Can a Child Age Twelve Decide Which Parent to Live With

Published July 29, 2017 | By

I have been asked this question more times than I can count during my career.  More often, it is stated to me as fact, as in “well my child is over twelve, so he/she gets to decide who he/she wants to live with.” This belief is based on a misinterpretation of a very real Texas Family Code statute concerning the wishes of a child twelve or older.

Section 153.009

Here is what Texas Family Code Section 153.009 says (edited somewhat for brevity, see actual statute here):

“(a)  … the court shall interview in chambers a child 12 years of age or older and may interview in chambers a child under 12 years of age to determine the child’s wishes as to conservatorship or as to the person who shall have the exclusive right to determine the child’s primary residence…

“(b) … the court may interview the child in chambers to determine the child’s wishes as to possession, access, or any other issue in the suit affecting the parent-child relationship.

“(c) Interviewing a child does not diminish the discretion of the court in determining the best interests of the child.”

Analysis of the Statute

So what exactly does that mean?  Here are the key points as to what the statute says and, just as importantly, what it does not say.

  • If a child is 12 or over and a request is made, then the judge is required to interview the child to determine what the child’s wishes are regarding the issues in controversy (custody, visitation schedule, etc.).
  • The statute does not give the child any ultimate decision-making authority.  It only requires that the court hear from the child as to the child’s wishes.
  • The statute specifically says that the court is still required to make a ruling that is in the child’s best interests.  While the child’s desire can play a role in that decision is it definitely not the only issue and the court is free to rule however the court feels best serves the child’s interests.
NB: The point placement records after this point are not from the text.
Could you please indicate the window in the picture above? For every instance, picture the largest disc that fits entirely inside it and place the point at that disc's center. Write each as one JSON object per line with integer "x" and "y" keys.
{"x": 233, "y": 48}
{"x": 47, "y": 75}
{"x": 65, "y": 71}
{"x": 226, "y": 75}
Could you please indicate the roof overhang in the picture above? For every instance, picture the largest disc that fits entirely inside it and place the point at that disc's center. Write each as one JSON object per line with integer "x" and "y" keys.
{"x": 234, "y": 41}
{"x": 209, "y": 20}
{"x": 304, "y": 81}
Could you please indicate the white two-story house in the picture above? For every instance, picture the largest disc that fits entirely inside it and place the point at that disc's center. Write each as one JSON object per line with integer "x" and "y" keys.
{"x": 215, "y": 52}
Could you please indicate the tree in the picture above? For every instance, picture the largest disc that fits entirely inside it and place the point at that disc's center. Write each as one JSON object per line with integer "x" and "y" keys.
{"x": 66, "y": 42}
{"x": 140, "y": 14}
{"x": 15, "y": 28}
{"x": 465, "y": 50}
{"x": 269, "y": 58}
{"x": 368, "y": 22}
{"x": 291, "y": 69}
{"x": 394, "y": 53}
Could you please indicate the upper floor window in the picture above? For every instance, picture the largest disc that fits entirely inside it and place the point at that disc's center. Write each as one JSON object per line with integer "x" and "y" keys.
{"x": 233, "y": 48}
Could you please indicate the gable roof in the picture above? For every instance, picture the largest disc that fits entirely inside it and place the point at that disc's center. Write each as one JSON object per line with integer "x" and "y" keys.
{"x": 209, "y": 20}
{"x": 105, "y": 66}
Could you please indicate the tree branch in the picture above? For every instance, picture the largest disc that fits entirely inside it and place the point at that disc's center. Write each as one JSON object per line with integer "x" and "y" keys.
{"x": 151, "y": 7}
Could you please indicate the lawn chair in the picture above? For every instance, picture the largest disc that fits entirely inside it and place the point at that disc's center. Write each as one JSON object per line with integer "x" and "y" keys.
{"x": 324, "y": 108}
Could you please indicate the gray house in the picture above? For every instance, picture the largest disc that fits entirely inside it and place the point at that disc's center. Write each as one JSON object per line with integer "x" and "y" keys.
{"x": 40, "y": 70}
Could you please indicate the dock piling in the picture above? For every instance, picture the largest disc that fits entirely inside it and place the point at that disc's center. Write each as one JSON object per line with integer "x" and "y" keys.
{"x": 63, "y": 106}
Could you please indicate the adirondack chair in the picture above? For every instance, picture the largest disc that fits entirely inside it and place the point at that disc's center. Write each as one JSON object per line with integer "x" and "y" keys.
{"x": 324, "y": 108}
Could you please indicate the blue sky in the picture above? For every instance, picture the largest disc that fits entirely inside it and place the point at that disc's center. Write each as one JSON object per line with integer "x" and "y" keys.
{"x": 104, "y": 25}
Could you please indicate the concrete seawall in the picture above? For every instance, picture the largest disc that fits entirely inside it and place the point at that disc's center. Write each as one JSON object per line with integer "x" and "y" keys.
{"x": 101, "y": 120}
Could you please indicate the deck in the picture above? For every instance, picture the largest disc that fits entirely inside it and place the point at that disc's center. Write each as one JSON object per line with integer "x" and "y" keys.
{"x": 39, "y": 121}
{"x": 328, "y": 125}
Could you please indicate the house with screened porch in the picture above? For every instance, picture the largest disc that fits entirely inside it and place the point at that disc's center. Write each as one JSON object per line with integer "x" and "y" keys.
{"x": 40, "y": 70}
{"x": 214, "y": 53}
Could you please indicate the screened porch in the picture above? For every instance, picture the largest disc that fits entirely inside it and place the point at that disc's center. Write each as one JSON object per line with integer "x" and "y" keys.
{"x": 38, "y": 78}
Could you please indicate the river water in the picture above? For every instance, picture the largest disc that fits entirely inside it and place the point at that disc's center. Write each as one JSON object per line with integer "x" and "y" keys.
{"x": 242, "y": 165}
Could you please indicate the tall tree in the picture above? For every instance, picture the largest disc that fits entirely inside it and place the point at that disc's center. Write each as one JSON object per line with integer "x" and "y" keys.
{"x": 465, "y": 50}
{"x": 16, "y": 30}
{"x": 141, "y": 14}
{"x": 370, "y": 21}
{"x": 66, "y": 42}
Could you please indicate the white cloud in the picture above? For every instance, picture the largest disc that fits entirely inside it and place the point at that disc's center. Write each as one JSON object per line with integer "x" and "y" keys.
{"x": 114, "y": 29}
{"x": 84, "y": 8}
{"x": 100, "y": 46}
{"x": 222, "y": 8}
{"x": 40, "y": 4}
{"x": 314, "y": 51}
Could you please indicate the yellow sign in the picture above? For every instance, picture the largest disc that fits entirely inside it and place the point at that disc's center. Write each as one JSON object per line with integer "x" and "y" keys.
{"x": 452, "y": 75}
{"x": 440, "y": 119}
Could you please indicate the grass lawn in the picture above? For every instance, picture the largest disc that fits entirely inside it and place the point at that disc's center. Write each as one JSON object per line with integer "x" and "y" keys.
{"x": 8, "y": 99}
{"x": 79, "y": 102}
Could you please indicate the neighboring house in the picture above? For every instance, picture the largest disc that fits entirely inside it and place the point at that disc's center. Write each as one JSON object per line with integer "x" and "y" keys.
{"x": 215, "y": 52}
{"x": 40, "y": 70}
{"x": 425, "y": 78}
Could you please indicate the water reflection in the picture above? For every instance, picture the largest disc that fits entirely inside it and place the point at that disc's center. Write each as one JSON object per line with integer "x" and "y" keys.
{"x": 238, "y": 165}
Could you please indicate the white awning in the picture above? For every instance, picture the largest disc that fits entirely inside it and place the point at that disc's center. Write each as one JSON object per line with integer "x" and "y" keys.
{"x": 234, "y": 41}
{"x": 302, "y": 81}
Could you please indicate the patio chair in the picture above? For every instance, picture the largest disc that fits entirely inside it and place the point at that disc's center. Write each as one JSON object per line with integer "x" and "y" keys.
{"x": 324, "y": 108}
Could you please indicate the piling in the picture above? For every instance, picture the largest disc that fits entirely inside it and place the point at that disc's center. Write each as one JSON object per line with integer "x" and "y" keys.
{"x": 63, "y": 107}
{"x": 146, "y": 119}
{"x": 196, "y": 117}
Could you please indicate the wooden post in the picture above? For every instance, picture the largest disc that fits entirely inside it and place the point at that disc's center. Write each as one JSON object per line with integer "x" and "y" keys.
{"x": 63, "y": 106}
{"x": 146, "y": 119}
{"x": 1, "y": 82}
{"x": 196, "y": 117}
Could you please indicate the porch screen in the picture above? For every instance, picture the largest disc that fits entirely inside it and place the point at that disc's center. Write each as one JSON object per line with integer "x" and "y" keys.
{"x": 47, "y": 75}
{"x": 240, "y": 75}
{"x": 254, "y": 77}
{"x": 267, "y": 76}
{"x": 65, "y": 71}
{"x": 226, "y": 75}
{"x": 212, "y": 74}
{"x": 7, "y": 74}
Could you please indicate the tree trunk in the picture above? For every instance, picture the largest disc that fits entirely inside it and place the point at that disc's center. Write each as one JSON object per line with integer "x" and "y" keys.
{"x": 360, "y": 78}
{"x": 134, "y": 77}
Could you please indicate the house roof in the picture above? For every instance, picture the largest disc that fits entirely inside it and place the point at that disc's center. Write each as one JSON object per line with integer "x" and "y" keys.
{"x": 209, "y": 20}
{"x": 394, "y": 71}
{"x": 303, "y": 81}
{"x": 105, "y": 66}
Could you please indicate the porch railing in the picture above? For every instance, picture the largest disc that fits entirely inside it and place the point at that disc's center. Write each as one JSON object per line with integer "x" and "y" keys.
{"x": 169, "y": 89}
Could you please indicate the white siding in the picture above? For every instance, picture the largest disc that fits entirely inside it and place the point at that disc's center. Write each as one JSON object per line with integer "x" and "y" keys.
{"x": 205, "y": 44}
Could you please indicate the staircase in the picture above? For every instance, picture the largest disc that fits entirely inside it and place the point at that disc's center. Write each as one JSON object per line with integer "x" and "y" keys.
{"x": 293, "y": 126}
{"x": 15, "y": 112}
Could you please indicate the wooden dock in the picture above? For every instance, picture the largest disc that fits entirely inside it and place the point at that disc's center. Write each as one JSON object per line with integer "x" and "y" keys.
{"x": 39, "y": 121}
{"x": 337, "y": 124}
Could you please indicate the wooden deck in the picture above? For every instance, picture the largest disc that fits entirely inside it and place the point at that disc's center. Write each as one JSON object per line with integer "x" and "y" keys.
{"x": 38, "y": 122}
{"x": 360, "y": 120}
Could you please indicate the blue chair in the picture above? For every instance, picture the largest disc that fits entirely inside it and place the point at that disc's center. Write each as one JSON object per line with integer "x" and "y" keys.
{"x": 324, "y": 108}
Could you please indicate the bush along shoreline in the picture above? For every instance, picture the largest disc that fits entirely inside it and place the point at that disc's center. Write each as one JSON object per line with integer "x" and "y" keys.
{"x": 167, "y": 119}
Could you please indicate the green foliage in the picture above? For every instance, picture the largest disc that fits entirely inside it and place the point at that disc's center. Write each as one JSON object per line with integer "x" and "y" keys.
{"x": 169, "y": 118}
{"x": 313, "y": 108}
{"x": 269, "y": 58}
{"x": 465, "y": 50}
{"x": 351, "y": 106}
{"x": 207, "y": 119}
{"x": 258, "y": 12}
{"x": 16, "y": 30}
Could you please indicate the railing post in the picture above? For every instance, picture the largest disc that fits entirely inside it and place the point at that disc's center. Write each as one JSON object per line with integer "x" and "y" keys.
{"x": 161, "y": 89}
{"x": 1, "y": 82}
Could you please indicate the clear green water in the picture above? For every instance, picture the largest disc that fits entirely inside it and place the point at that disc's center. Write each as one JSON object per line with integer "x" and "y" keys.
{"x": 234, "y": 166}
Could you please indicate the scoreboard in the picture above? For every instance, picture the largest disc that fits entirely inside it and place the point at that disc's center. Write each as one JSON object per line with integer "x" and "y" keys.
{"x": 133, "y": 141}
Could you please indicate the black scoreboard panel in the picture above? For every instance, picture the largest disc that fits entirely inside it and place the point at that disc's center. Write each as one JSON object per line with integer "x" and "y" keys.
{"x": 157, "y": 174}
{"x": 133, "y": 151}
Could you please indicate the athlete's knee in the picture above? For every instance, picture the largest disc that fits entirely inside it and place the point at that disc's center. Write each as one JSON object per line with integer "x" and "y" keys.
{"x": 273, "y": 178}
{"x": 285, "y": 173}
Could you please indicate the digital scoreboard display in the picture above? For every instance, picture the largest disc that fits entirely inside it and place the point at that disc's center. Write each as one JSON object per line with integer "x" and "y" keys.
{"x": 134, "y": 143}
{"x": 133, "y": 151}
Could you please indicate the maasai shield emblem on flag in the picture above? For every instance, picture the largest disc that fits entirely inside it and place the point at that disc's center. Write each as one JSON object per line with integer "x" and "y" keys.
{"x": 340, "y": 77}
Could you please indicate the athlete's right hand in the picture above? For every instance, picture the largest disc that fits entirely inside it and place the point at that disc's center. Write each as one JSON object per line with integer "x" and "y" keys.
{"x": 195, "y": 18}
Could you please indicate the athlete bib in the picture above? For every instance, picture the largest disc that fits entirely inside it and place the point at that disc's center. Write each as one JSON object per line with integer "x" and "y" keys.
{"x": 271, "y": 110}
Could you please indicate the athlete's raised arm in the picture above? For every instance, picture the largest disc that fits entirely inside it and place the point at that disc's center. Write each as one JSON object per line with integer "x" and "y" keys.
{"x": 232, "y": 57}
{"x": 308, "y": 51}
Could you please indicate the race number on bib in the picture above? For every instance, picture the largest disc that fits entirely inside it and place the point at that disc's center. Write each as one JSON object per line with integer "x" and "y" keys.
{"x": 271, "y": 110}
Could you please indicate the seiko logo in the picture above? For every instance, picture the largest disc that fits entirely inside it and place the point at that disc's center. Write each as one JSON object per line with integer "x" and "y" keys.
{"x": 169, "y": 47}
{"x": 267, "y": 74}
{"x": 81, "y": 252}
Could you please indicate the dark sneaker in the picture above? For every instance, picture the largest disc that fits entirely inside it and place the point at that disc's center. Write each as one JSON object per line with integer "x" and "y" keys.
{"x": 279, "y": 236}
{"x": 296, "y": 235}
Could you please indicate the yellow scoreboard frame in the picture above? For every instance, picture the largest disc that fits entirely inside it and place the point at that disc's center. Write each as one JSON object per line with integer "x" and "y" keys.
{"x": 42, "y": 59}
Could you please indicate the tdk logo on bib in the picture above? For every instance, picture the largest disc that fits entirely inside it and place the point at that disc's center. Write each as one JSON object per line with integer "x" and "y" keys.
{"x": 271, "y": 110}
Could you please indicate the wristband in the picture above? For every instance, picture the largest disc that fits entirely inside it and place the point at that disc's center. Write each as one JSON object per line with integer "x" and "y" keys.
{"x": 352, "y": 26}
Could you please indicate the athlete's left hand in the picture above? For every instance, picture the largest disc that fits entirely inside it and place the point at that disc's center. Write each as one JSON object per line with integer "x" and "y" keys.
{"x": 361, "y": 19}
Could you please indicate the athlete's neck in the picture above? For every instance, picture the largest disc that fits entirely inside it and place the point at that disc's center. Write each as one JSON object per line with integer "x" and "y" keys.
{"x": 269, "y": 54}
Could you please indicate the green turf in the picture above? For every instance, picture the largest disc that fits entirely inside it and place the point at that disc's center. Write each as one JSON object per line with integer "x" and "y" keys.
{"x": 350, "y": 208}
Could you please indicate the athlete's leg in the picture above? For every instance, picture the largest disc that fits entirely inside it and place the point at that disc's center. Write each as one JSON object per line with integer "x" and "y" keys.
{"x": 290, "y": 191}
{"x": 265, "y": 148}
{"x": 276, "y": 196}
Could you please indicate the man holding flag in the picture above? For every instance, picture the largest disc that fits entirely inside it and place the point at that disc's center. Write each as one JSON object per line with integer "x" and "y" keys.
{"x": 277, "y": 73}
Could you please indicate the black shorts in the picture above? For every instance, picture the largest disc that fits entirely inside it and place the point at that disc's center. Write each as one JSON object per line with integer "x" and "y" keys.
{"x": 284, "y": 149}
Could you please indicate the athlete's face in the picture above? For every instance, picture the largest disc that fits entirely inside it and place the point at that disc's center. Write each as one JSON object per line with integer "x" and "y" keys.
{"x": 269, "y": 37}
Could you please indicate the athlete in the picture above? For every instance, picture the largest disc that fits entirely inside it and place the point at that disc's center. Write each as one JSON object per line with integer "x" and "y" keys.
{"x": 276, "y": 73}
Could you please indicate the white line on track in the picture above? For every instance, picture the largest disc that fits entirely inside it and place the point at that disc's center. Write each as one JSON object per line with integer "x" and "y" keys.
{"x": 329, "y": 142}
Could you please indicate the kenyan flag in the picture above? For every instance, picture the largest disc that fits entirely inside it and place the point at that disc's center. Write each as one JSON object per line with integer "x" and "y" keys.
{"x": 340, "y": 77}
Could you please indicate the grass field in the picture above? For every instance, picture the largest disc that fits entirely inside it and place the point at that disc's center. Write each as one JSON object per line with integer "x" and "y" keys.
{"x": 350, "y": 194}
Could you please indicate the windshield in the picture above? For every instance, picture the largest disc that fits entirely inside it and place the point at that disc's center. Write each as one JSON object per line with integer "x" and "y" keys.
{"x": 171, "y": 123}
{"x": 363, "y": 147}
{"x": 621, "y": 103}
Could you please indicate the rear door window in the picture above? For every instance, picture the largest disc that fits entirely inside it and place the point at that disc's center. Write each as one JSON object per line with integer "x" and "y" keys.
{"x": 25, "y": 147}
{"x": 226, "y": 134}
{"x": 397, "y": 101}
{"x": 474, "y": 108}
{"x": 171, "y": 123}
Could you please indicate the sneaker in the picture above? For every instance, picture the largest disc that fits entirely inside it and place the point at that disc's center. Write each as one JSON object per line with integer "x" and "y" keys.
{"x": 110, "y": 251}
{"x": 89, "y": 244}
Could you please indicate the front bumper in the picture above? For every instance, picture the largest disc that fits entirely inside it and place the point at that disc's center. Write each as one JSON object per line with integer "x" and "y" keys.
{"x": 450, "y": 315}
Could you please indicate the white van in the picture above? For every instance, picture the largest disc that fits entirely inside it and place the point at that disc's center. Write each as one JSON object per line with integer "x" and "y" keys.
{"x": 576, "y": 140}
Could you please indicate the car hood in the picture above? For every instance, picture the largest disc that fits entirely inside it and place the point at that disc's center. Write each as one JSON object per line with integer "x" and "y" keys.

So the Texas Family Code is very clear that while the judge must be made aware of and consider a twelve year old child’s wishes, in no way does the statute give unilateral decision making authority on that issue to the child. Generally speaking, the older the child is the more input their wishes will given and in many custody cases the most significant piece of evidence is the child’s desires.  But ultimately the child’s best interest is the standard that the court would apply if it needed to decide the case.